Our garden always looked different to our neighbours, a hodgepodge of plants bought because I liked the look of them or they had fragrant flowers, attractive leave or maybe even because they looked weird. But our garden was always admired by visitors, whether it was because of the colour or the smells or the little treasures, such as hardy ground gingers, only seen when the vegetation was parted.
Little design but it seemed to work.
An aspect of my gardening over the years has been sourcing exotic and different plants to grow.
I have never been to a garden centre and bought a couple of dozen pelargonium plugs for a bed (Jill does that and calls me a snob for poo pooing it!).
Fortunately there are small specialist nurseries dotted about the country that do specialise in the weird and wonderful for the garden – and many of the subjects are hardy!

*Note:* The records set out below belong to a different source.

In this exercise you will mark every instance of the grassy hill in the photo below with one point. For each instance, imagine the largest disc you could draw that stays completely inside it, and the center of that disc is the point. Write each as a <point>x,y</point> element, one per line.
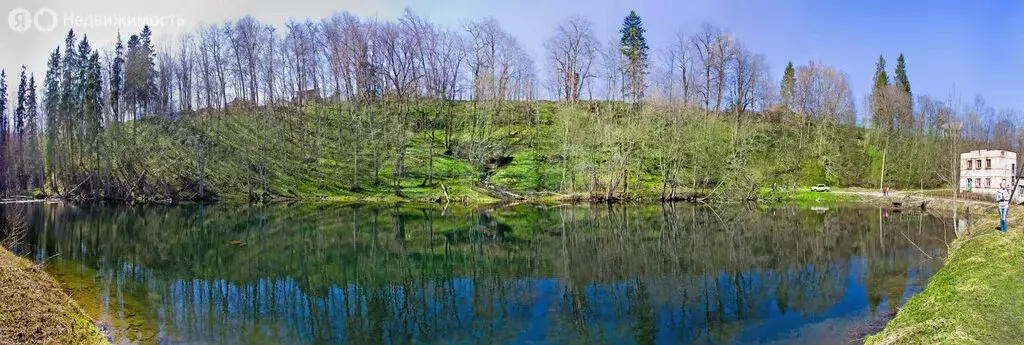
<point>481,153</point>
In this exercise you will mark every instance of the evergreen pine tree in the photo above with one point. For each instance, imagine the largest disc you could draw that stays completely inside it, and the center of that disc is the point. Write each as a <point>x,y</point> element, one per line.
<point>19,109</point>
<point>70,98</point>
<point>32,134</point>
<point>20,175</point>
<point>788,87</point>
<point>901,79</point>
<point>634,47</point>
<point>52,104</point>
<point>93,101</point>
<point>117,79</point>
<point>880,115</point>
<point>4,138</point>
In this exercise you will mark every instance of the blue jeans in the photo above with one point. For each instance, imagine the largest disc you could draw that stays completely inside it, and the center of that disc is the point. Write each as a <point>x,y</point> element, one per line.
<point>1003,219</point>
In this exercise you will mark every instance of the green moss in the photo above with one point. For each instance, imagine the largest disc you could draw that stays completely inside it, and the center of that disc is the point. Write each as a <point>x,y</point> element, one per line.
<point>85,286</point>
<point>35,310</point>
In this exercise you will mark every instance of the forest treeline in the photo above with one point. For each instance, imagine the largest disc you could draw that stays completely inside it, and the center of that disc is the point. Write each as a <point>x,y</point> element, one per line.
<point>351,106</point>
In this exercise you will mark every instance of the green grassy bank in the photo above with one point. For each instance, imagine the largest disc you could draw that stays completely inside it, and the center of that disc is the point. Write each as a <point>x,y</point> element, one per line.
<point>976,298</point>
<point>34,309</point>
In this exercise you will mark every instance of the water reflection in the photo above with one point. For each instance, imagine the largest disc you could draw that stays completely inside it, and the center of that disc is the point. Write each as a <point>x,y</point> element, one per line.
<point>314,273</point>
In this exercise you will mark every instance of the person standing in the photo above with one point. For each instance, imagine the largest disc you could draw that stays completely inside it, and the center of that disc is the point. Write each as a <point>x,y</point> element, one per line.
<point>1003,198</point>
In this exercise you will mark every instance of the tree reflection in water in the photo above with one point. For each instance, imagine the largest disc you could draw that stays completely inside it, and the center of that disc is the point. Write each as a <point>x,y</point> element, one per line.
<point>637,273</point>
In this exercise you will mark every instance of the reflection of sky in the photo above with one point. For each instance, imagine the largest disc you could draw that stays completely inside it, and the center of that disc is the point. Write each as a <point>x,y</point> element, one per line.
<point>468,310</point>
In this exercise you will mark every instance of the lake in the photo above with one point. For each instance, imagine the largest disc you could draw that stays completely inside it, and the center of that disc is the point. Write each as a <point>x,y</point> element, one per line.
<point>311,273</point>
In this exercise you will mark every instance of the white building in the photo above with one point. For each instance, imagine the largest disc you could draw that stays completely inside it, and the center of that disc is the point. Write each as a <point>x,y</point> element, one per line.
<point>983,170</point>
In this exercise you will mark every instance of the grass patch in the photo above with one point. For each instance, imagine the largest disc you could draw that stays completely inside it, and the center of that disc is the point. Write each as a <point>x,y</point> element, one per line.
<point>35,310</point>
<point>976,298</point>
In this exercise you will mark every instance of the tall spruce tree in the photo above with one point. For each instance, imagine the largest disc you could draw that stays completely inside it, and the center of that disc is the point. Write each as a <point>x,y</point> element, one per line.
<point>92,102</point>
<point>32,134</point>
<point>901,79</point>
<point>17,157</point>
<point>70,99</point>
<point>634,47</point>
<point>881,118</point>
<point>53,105</point>
<point>117,79</point>
<point>4,138</point>
<point>788,87</point>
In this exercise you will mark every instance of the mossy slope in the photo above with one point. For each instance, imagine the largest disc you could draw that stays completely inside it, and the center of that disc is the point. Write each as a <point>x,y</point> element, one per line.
<point>35,310</point>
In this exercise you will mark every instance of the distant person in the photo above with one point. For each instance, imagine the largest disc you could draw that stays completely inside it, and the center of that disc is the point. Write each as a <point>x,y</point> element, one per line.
<point>1003,197</point>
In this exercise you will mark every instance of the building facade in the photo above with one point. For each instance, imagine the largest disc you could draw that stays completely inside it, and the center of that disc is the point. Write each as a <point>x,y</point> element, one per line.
<point>983,170</point>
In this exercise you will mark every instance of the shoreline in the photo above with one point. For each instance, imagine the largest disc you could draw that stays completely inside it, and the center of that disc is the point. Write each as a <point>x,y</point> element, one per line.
<point>976,298</point>
<point>36,309</point>
<point>87,328</point>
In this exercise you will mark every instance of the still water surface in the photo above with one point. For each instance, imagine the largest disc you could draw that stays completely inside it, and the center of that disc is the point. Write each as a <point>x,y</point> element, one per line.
<point>586,274</point>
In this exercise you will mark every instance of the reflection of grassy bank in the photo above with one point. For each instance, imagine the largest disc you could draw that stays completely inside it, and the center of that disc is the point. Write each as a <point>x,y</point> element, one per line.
<point>85,286</point>
<point>977,298</point>
<point>805,197</point>
<point>33,309</point>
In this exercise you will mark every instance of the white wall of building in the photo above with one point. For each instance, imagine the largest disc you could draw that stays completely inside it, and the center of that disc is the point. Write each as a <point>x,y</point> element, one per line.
<point>983,170</point>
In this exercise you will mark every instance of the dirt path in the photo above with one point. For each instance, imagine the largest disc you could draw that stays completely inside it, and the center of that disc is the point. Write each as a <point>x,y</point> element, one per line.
<point>898,196</point>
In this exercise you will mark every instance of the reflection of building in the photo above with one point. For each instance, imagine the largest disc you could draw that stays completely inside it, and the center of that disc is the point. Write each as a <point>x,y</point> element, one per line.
<point>983,170</point>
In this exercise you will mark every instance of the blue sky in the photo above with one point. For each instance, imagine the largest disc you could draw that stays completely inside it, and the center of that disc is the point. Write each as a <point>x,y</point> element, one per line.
<point>974,45</point>
<point>977,45</point>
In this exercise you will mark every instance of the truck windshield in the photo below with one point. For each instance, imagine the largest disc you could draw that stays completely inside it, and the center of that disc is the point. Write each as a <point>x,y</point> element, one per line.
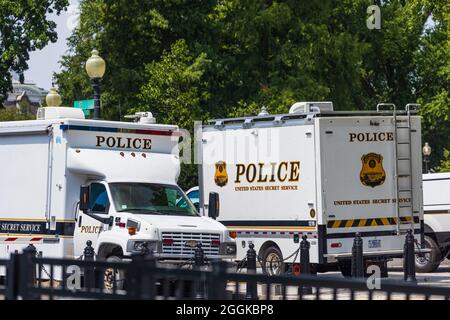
<point>149,198</point>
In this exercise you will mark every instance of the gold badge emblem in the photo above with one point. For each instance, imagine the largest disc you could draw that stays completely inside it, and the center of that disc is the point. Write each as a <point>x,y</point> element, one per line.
<point>221,176</point>
<point>372,172</point>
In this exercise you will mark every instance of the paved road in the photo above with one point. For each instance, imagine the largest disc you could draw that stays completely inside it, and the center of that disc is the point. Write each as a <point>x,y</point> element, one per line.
<point>439,278</point>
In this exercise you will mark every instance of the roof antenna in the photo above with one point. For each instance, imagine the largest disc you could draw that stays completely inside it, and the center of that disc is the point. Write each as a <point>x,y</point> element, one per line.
<point>263,112</point>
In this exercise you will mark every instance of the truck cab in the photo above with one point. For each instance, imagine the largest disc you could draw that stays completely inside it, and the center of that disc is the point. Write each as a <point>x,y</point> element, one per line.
<point>67,180</point>
<point>138,214</point>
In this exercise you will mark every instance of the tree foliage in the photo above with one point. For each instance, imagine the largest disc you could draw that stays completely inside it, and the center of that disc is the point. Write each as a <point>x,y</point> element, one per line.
<point>13,115</point>
<point>24,27</point>
<point>190,60</point>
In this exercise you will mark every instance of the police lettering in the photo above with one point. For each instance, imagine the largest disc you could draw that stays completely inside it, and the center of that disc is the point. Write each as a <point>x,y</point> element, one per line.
<point>124,143</point>
<point>281,172</point>
<point>371,137</point>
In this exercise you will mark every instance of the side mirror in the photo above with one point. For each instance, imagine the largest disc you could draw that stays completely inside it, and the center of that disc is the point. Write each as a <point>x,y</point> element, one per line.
<point>197,206</point>
<point>84,198</point>
<point>213,205</point>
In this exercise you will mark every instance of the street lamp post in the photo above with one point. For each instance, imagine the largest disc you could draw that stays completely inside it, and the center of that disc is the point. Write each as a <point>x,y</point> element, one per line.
<point>53,99</point>
<point>426,150</point>
<point>95,68</point>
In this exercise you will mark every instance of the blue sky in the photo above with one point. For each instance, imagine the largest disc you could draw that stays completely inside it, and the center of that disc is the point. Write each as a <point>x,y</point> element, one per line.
<point>44,63</point>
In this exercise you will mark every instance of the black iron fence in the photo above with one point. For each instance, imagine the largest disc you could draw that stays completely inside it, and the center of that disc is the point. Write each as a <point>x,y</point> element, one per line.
<point>29,276</point>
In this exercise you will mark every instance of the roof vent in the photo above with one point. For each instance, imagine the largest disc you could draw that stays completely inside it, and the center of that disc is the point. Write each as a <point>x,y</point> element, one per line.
<point>48,113</point>
<point>305,107</point>
<point>142,117</point>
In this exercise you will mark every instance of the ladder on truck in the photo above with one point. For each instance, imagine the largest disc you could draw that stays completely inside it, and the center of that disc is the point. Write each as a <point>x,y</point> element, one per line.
<point>403,165</point>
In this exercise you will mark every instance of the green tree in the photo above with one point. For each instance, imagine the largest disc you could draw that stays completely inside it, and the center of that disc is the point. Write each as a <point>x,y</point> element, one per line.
<point>24,27</point>
<point>13,115</point>
<point>187,61</point>
<point>433,86</point>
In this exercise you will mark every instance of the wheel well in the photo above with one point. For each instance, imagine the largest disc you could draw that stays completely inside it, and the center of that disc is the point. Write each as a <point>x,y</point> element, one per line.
<point>430,233</point>
<point>266,245</point>
<point>109,249</point>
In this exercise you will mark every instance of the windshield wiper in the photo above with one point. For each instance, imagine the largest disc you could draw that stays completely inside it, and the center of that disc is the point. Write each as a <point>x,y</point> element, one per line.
<point>142,210</point>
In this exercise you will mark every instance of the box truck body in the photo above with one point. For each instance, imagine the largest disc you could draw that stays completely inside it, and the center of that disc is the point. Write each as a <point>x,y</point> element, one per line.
<point>436,199</point>
<point>325,175</point>
<point>131,169</point>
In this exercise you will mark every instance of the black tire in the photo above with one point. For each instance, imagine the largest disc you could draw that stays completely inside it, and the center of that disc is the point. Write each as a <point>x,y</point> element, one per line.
<point>345,266</point>
<point>429,262</point>
<point>272,261</point>
<point>108,279</point>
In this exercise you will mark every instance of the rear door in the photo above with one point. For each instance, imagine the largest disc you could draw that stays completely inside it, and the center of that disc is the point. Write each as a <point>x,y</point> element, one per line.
<point>88,228</point>
<point>359,183</point>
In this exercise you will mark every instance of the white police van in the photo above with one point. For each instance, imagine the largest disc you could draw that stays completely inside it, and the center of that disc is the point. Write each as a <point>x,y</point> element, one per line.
<point>127,175</point>
<point>317,173</point>
<point>436,199</point>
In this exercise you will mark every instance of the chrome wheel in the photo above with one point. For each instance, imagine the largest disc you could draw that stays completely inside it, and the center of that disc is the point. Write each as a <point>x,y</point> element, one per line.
<point>273,264</point>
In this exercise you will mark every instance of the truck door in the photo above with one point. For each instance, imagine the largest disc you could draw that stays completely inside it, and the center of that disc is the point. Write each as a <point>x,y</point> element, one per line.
<point>88,228</point>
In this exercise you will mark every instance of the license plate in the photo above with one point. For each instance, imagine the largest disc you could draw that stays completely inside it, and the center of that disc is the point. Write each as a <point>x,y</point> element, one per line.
<point>374,243</point>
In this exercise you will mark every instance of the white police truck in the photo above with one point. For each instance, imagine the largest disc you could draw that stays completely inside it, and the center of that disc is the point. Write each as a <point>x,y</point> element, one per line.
<point>123,173</point>
<point>436,199</point>
<point>317,173</point>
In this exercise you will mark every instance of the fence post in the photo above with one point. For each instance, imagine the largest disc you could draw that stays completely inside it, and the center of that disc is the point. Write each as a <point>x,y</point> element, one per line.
<point>147,269</point>
<point>305,267</point>
<point>12,277</point>
<point>89,273</point>
<point>409,266</point>
<point>217,284</point>
<point>252,287</point>
<point>27,273</point>
<point>357,257</point>
<point>199,262</point>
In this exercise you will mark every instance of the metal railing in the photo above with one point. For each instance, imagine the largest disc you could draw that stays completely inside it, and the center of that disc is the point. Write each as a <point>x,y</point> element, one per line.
<point>29,276</point>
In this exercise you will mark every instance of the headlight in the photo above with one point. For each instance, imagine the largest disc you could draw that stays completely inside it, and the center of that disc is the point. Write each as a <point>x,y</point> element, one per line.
<point>228,248</point>
<point>139,245</point>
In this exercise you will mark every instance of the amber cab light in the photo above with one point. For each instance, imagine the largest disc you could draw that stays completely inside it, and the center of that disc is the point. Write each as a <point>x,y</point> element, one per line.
<point>336,245</point>
<point>131,231</point>
<point>168,242</point>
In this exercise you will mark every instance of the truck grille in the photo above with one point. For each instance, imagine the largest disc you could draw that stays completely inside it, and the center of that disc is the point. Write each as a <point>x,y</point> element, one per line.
<point>178,246</point>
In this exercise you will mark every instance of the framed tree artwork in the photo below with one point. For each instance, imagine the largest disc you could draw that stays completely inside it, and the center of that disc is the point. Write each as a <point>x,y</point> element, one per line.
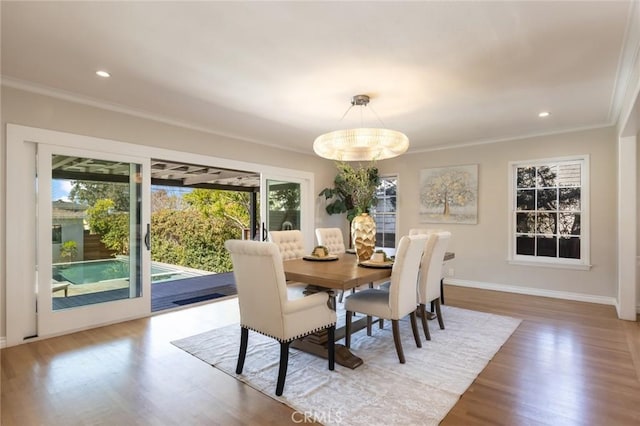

Many years ago my father gave me a couple of pots of ferns for my garden (and an orchid too but that’s another story). I still have the ferns (but can’t remember their names; ‘Dad’s fern’ suffices for me). I bought a few more over the years until it came to dawn that most garden centres only stock a handful of native ferns or the few exotic ferns that are generally easy and quick to mass produce.
If I wanted to be different I’d have to grow my own. Which is what I did.
So a few years back I set off growing my own ferns. I’d joined BPS (British Pteridological Society) and the AFS (American Fern Society) because I wanted to know more about ferns and to take advantage of plant swops and have access to fern spores (fern seeds).
It seemed to me to be a good idea to propagate ferns from around the world that are not widely available yet come from similar climates to our own. The United States Department of Agriculture have produced a basis for identifying similar climate zones which has been copied by Governments throughout the world. It is not a perfect tool but helps identify areas to source spores from and is better than nothing.
It’s surprising what you can produce with a propagator, a spare bedroom and a small greenhouse.
I think it was when potting on almost countless baby ferns that I got the idea of a move!
When we completed on the purchase of our present home in Haverfordwest I had more than 120 different species of ferns and anything from 50 -150 sporelings (seedlings) of each sitting in seed trays and 2’’ pots. Also a number of mature plants that I’d been lucky to acquire as stock plants and many 1 year to 3 year old ferns from earlier sowings.
The plan, ‘’the business plan’’, was that I would have a greenhouse and facilities for growing on my ferns and a garden where they could be shown off to their advantage, also an area where there would be potted examples of what was in the garden. Surplus plants would go to friends I have in the plant trade.
However, Mother Nature is cruel. We arrived in Pembrokeshire roughly at the same time as ‘’ the Beast from the East’’; very low temperatures, winds and snow which killed very nearly all my young stock and severely damaged most of my mature plants,
Jill and I spent many hours tipping dead ferns out into the barrow and washing the pots.
All is not lost though.
My mature ferns are slowly recovering. The site for my greenhouse was decided and it went up last year I have a good collection of ferns still and I have a small number of young ferns to grow on. Our veg patch has been marked out and is ready for the rotavator and I have sourced well-rotted horse manure and rotted bark chips to build up fertility and humus content in our heavy bit of Pembrokeshire soil.
I’ve also made some strides into bringing our ‘’estate’’ under control by attacking the brambles and bracken that wanted to take over.
So I probably haven’t done badly for an old guy.
Our garden has been beautiful throughout the year with the hydrangea shrubs in full glory.
Best of all Jill and I are very happy here, enjoying the countryside, friendly people and of course the glorious beaches and coastal walks.